1) The document is a final assignment analyzing Olympic sports stats data over 120 years to investigate how factors like age, sex, height, weight, and country affect athlete performance and medal chances.
2) Three main questions are posed: how age and sex impact medals won, which countries have best performance over time, and if height/weight correlate with sport/medals.
3) Initial findings show differences in medals won by sex and age, and heights and weights vary by sport as expected. Deeper analysis is then described.
2. CLIENT
■ For this module assignment I chose de Sports Stats database, ”, conformed by 120
years of Olympic data.
■ This dataset was selected because it is an area of personal interest and because I
consider there can be some interesting and curious observations to be made on a
dataset that wide.
■ This project will be an investigation/observation on the statistics of athlete events
and how some factors like the age, height, weight or country may be decisive
statistically on whether they win or not a medal. This is an investigation that might
be of general interest for sport fans and also to trainers or sports brands.
3. QUESTIONS, HYPOTHESES AND APPROACH
1.Does the sex and age of the participants affect their performance or their probability to win a medal
statistically?
-Age might be a factor that influences the probability of a participant winning a medal.
- I will be analyzing the Age, Sex and Medals columns mainly to make an analysis on
how these three rows are related. To take the investigation further I plan to include the
Year and Event column.
2.What countries show the best athlete performance throughout the years?
-Some countries like USA or Germany might have the best athletes.
-I will be looking primarily at the noc_regions table and the Years, Team, Medals, Season
and NOC columns from the athlete_events database.
3.Is there any relationship between the height and weight of the athlete and the sport they practice?
-There must be a relationship between the height and weight of the athletes with the sport
they practice
-I will be using the height, weight, sport, medal and event columns to prove or disprove the
hypotheses. I will average the height and weight of the athletes and choose some sports with
very different averages to analyze in detail the effect of the columns considered.
4. TECHINCAL CHALLENGES
■ For practicality manipulating the data a Jupyter Notebook was used, coding in python 3 using
the pandas and sqlite3 libraries to import and analyze the data.

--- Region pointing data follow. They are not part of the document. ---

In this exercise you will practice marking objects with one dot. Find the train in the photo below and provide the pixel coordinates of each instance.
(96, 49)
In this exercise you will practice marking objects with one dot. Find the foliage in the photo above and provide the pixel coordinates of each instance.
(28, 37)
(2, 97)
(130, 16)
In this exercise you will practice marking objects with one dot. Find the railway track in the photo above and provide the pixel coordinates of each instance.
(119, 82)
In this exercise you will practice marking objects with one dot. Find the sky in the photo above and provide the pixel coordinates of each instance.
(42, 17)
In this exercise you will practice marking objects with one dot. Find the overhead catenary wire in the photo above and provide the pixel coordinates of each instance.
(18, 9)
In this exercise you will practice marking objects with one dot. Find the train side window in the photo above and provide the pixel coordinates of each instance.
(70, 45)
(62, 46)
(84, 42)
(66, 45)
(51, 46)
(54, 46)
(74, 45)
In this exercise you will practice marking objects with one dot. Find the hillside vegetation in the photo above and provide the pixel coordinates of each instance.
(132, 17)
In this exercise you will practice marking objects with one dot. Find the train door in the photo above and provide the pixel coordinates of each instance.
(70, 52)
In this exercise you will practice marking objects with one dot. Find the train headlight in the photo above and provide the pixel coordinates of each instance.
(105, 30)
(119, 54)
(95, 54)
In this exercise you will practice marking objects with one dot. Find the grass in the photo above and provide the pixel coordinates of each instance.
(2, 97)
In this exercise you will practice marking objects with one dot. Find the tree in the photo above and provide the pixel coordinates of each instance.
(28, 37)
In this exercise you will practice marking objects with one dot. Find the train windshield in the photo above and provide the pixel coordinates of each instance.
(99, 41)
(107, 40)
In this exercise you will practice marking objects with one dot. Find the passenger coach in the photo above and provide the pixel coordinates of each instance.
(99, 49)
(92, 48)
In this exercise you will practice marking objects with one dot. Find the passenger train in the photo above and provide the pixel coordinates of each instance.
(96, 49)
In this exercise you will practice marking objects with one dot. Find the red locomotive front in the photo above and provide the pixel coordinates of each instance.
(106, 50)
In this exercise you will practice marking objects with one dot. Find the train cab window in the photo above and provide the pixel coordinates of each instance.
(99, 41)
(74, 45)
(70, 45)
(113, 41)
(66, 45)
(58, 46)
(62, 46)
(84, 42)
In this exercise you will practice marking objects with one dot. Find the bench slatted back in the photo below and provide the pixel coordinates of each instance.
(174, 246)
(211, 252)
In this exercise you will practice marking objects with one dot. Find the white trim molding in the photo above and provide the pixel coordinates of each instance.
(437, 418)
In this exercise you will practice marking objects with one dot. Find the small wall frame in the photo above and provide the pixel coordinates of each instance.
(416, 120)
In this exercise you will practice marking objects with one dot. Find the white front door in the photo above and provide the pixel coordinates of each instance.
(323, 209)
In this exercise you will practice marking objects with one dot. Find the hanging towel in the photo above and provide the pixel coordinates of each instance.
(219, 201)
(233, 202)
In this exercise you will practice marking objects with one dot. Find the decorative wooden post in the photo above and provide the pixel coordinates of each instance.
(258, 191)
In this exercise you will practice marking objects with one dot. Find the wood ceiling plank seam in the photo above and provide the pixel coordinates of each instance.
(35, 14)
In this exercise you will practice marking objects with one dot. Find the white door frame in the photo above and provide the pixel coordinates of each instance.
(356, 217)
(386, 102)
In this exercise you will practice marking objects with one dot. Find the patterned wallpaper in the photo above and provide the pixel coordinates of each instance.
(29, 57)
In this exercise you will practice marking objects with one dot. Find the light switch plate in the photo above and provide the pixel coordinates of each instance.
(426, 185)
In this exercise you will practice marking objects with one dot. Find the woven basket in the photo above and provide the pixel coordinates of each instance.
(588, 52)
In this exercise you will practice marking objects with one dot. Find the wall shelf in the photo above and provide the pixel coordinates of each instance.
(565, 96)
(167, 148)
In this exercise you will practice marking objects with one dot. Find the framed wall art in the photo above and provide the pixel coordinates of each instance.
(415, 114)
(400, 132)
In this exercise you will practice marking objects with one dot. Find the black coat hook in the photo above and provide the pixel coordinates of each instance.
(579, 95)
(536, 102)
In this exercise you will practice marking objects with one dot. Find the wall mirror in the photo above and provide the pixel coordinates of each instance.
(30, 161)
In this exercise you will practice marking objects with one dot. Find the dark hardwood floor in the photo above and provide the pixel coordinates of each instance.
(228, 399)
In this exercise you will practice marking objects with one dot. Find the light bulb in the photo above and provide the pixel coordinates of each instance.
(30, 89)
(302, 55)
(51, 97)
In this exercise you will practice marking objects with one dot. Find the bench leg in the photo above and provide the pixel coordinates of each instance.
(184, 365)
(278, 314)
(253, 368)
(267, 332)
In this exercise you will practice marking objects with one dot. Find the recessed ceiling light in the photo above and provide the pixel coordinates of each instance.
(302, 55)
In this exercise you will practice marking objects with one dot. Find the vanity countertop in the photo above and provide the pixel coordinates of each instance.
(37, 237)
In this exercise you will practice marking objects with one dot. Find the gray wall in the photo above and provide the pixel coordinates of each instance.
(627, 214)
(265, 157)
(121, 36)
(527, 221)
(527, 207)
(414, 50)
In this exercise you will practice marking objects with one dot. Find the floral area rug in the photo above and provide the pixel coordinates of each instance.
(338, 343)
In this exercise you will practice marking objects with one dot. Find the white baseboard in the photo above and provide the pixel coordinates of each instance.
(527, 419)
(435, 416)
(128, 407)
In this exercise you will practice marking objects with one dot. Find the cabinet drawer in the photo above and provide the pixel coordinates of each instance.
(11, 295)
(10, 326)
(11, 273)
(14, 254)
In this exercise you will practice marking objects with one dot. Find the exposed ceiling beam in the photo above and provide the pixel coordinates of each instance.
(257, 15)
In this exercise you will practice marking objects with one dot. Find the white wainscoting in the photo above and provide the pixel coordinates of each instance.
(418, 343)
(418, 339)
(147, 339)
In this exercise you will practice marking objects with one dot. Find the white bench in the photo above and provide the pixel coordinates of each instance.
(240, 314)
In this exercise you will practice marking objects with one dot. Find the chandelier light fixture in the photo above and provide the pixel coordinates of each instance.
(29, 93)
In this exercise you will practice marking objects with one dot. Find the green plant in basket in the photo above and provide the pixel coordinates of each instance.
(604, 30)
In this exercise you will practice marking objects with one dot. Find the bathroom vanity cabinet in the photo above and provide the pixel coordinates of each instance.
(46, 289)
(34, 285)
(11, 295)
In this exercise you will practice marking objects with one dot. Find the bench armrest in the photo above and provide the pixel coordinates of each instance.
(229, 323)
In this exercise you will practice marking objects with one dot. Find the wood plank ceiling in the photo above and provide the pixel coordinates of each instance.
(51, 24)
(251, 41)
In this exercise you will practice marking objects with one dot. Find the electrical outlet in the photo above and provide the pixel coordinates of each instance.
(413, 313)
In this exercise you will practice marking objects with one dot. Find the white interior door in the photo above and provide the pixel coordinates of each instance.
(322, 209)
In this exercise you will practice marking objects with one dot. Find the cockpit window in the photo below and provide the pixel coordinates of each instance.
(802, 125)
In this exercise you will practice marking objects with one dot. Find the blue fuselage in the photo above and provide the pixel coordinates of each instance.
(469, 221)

■ When making some initial observations of the dataset it was noticed that some rows had Null
Height, Weight, Age or Medal values. The data is cleaned by deleting null rows, however, I
decided to leave the rows with null values on the ‘Medal’ column as it could be an aspect to
analyze later in the assignment as not all participants necessarily win a medal.
6. INITIAL FINDINGS
■ A simple query is done to make an initial
observation on what the differences are
between sex and medals won.
■ Some initial observations are made on the
height and weight of the athletes grouped
by sports
7. DEEPER ANALYSIS
■ For the first question, I separated the data in
two frames of male and female athletes. For
each one I made a plot showing the quantity
of medals won grouped by age. After that, I
evaluated how long each group has been
participating in events, how many events in
total they have participated in and what is the
total amount of medals won.
8. ■ It was discovered that in both sexes, the most significant amount of medals won lays
on athletes between the ages of 20 and 30. Also, it was noticed that male athletes
have won more medals, however, the first year with female athletes was almost 50
years after the first event with male athletes. This means that men have been
participating in events for more time than women which translates to more medals
won, but, if you analyze the quantity of events participated in vs the quantity of
medals won between both sexes, women actually show a better overall performance
winning medals.
9. ■ For the second question a simple query was done to get the result of the countries
with most medals.
10. METRIC CREATED
■ For the third question, I developed a new metric to help find if there exists any correlation between
the height and weight of the athletes and the probability that they might win a medal.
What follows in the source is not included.